Beirut 2026 @Sir Caritas

Raggiungiamo Amal Baghdadi mentre sta guidando verso il punto di smistamento di Brescia. Domani partiranno altri quattro bancali per il Libano: farmaci, ma anche materiale per gli sfollati, che ad oggi sono un milione e mezzo. È ormai una pratica costante, quasi un respiro mensile, a volte più frequente: raccogliere, selezionare, imballare, spedire.
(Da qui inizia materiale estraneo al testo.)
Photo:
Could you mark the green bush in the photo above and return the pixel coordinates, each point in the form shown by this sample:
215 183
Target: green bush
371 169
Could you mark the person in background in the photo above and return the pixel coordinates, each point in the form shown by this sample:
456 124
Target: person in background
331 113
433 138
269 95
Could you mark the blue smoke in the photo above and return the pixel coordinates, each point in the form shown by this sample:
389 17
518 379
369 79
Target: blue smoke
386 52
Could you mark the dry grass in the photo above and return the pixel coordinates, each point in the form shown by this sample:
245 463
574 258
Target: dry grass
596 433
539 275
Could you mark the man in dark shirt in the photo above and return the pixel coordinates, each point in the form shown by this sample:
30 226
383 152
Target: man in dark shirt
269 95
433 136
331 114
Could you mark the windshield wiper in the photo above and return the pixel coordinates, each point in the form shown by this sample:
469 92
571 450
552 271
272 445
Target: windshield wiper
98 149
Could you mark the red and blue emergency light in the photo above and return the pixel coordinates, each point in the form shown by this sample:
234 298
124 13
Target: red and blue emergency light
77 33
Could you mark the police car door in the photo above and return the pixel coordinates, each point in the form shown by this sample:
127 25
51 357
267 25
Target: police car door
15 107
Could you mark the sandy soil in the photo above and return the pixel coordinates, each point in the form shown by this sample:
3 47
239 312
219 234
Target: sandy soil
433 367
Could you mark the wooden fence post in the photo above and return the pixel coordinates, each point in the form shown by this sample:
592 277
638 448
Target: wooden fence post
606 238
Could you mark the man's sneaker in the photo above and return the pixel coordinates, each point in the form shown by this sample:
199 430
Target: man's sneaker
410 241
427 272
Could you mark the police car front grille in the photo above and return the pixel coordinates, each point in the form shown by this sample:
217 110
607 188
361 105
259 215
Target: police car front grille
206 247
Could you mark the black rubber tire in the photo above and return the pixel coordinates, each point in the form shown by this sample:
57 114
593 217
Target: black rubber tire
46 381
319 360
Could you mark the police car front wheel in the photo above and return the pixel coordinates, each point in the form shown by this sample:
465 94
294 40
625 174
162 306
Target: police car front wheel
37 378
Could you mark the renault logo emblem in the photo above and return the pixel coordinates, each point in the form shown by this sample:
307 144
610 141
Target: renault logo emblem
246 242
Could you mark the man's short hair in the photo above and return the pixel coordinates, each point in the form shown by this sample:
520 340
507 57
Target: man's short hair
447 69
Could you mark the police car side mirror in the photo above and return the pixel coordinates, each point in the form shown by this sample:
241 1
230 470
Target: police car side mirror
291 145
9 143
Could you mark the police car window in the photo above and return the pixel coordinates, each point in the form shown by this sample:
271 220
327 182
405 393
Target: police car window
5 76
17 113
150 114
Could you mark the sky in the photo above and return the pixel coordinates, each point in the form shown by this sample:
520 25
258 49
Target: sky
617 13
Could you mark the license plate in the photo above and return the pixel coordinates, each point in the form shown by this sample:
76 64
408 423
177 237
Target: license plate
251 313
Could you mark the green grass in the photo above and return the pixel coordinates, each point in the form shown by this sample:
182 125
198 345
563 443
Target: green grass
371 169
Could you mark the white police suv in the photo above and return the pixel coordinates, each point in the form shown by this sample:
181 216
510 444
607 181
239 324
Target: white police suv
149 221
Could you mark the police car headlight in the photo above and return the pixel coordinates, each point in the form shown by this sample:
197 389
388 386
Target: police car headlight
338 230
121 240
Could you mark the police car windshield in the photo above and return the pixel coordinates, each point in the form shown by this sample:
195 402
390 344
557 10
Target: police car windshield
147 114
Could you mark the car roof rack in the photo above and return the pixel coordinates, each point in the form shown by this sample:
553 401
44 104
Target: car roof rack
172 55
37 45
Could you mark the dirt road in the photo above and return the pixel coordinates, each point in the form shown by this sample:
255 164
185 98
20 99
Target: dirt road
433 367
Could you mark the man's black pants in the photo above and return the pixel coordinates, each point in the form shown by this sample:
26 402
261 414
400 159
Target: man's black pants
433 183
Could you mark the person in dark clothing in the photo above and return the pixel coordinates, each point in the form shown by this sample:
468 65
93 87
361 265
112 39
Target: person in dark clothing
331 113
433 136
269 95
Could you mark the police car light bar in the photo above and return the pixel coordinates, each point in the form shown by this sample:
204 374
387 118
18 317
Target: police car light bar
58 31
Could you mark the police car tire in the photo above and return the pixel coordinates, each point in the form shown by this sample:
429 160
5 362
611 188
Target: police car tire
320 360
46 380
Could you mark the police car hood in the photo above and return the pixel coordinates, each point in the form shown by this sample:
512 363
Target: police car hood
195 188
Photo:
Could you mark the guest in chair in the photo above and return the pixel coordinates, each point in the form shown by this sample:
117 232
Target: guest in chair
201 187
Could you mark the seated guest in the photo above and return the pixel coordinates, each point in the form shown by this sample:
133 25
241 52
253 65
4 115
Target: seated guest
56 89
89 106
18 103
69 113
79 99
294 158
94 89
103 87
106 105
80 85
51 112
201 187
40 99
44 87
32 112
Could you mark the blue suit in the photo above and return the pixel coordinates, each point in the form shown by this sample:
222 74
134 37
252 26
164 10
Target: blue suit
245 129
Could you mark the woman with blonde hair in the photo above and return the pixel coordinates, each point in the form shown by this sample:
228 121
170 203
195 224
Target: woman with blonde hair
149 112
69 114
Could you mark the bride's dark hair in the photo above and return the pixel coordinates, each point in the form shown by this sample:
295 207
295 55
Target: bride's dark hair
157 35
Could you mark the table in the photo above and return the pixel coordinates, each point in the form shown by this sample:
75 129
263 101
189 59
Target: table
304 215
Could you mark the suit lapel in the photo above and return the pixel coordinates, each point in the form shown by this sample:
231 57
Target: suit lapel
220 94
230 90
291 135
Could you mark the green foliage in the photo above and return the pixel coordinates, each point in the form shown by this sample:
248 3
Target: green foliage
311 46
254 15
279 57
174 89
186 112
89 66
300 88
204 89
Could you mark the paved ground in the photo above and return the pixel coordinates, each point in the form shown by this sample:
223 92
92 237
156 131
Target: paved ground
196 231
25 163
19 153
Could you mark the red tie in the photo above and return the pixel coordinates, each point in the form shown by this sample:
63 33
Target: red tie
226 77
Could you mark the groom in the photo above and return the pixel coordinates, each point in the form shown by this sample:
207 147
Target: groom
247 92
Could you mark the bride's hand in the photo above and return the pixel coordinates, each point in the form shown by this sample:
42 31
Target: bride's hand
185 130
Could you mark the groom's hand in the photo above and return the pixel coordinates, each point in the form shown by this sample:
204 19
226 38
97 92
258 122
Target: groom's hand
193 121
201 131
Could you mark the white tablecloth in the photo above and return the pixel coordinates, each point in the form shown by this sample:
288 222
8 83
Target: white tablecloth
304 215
E poi affidare tutto a una rete che attraversa il Mediterraneo per arrivare là dove il bisogno ha il volto di una persona che non trova la sua medicina, di una famiglia o di un malato che non può aspettare.
Con Amal Baghdadi, presidente e fondatrice dell’associazione di volontariato La Speranza di Brescia ripercorriamo un dialogo intenso: la nascita dell’associazione avviata assieme a un amico italiano di vecchia data, Dorian Cara, vicepresidente, che ci ha fatto conoscere questa storia. E poi il Libano ferito – «sono tante le notizie che qui non arrivano, come se gli attacchi di terra dell’esercito di Israele che stiamo leggendo ora sull’Ansa fossero ripartiti solo oggi» – la scelta dei farmaci come strumento di pace, i progetti in corso e quella rete di protagonisti, in Italia e in Libano, che prova a rispondere al male senza aggiungere altro male. Anzi, mettendoci cura. 
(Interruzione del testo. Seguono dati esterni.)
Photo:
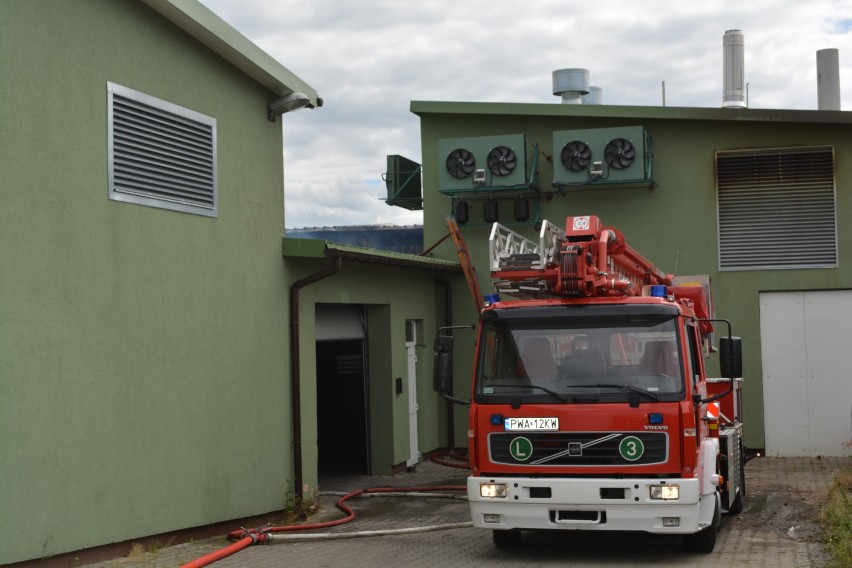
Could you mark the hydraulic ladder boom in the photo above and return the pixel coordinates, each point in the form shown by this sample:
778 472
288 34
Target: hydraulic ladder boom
586 259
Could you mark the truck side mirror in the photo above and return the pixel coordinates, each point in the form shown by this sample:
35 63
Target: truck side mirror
731 357
443 379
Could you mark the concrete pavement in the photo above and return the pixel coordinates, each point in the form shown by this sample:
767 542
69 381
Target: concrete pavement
778 528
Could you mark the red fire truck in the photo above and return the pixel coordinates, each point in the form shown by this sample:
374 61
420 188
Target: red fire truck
590 407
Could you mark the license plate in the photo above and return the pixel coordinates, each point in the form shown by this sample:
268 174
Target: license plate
531 424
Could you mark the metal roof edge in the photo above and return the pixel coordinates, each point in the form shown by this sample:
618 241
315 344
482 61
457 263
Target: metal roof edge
220 37
422 108
318 248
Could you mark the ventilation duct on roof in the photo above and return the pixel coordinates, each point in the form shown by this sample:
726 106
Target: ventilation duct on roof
733 46
828 80
571 85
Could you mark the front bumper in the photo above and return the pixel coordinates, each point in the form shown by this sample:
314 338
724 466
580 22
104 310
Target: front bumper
586 504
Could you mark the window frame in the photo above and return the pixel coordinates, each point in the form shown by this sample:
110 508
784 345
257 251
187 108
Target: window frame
177 174
773 206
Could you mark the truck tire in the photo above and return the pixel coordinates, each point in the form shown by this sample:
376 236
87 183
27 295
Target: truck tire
705 539
506 539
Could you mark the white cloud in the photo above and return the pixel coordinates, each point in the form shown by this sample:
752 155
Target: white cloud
369 59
Amal, domani partono quattro bancali per il Libano. Che cosa contengono e come arrivano a destinazione?
Partono farmaci e, in questo periodo, anche materiale per gli sfollati. Da quando la situazione in Libano è precipitata, non mandiamo più soltanto medicinali. Ci sono persone che hanno perso tutto, interi paesi del sud rasi al suolo, famiglie costrette a lasciare casa. Per arrivare in Libano ci appoggiamo all’Unifil. Senza di loro sarebbe impossibile: sono un tramite fondamentale che ci permette di far arrivare gli aiuti in un contesto difficilissimo: il sud del Libano è praticamente raso al suolo.
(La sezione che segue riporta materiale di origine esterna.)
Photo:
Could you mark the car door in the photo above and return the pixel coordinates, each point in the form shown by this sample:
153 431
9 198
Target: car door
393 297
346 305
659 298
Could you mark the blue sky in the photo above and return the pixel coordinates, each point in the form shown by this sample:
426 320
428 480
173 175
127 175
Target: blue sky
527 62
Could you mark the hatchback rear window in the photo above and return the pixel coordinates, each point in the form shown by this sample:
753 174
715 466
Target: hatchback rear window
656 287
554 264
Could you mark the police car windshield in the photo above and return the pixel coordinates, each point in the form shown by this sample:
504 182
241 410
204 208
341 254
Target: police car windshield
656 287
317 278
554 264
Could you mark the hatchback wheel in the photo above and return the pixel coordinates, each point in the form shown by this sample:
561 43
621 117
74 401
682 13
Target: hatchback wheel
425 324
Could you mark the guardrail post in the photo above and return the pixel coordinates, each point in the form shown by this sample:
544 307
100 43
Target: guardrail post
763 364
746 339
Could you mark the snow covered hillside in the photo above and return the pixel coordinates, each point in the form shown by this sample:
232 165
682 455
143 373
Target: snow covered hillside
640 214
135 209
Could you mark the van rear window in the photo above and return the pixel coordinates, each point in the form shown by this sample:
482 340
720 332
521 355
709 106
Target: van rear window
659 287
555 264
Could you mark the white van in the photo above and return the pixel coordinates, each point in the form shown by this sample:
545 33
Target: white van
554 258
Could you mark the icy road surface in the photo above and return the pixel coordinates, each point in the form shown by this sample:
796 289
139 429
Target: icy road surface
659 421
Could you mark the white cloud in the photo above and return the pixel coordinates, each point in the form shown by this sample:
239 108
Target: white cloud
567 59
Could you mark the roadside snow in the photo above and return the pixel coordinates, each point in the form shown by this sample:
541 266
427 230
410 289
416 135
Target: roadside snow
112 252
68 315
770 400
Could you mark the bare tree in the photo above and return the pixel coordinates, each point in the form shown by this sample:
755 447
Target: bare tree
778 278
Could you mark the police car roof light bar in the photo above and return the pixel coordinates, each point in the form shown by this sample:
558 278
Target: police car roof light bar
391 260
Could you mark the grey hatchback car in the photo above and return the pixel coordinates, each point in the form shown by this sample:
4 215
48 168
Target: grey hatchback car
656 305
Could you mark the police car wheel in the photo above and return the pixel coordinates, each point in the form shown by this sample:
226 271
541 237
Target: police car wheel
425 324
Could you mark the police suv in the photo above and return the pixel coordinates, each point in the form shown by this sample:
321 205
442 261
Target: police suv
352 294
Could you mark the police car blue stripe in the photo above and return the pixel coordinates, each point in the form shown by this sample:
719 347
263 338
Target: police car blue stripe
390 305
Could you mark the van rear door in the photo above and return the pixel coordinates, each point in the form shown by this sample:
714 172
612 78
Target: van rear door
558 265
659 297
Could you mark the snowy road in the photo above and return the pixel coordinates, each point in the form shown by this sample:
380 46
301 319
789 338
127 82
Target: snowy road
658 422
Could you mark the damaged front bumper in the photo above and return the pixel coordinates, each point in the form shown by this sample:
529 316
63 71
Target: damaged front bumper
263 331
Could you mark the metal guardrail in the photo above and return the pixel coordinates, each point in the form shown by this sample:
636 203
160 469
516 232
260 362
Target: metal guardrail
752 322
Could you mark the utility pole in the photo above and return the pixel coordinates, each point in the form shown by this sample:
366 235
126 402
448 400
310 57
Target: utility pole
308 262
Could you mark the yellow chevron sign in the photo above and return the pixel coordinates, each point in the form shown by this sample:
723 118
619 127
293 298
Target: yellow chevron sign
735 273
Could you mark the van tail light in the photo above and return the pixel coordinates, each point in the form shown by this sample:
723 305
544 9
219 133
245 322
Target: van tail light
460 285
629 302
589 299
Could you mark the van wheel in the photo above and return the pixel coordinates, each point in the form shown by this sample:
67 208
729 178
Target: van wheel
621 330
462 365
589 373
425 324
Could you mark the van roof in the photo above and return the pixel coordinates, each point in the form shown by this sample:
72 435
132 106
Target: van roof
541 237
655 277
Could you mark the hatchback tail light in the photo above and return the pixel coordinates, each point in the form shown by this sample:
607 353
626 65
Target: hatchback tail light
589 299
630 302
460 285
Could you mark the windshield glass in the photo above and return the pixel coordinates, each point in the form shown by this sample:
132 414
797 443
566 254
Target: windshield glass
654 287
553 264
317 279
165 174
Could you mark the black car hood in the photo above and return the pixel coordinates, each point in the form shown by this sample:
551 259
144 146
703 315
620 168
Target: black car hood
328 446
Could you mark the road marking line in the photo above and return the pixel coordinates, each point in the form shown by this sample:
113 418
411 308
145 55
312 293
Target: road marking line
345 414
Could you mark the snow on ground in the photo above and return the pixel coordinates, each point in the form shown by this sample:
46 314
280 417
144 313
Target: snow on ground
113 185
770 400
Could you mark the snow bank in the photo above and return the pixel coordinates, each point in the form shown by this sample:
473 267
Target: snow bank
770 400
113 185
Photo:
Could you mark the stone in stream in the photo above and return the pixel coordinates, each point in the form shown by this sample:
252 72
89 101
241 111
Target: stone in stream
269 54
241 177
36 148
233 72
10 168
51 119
La Speranza nasce però prima di questa nuova emergenza. Qual è l’origine del vostro impegno?
«Nasce da una ferita che ho visto con i miei occhi. Io sono libanese, vivo in Italia da 37 anni, mi sono laureata a Milano e poi la mia vita si è radicata qui. Ma il Libano è la mia terra. Nel 2019 il Paese ha vissuto una crisi economica devastante: le banche hanno chiuso, le persone non potevano più accedere ai propri soldi e molte farmacie hanno abbassato le serrande perché non si riuscivano più a importare i medicinali. Poi è arrivata l’esplosione al porto di Beirut, il 4 agosto 2020. Un popolo già stremato è stato colpito ancora».

Quando hai capito di dover fare qualcosa?
«A dicembre 2021, dopo la prima emergenza covid, sono tornata in Libano per andare da mia madre. Mancavo da tre anni. Un giorno ero in macchina con mio cugino, che era responsabile dell’ambulatorio del mio paese, in montagna. Aveva il vivavoce acceso e sentivo le sue telefonate: persone che cercavano morfina per un malato terminale di cancro, altre che non trovavano farmaci per patologie croniche, altre ancora che volevano portare la madre in ospedale ma non potevano pagare. Non perché fossero povere, ma perché il sistema era crollato e non avevano accesso ai loro soldi. In quel momento mi sono detta: farò qualsiasi cosa. Non sapevo ancora come, non pensavo a un’associazione. Ma era chiarissimo che non potevo restare ferma».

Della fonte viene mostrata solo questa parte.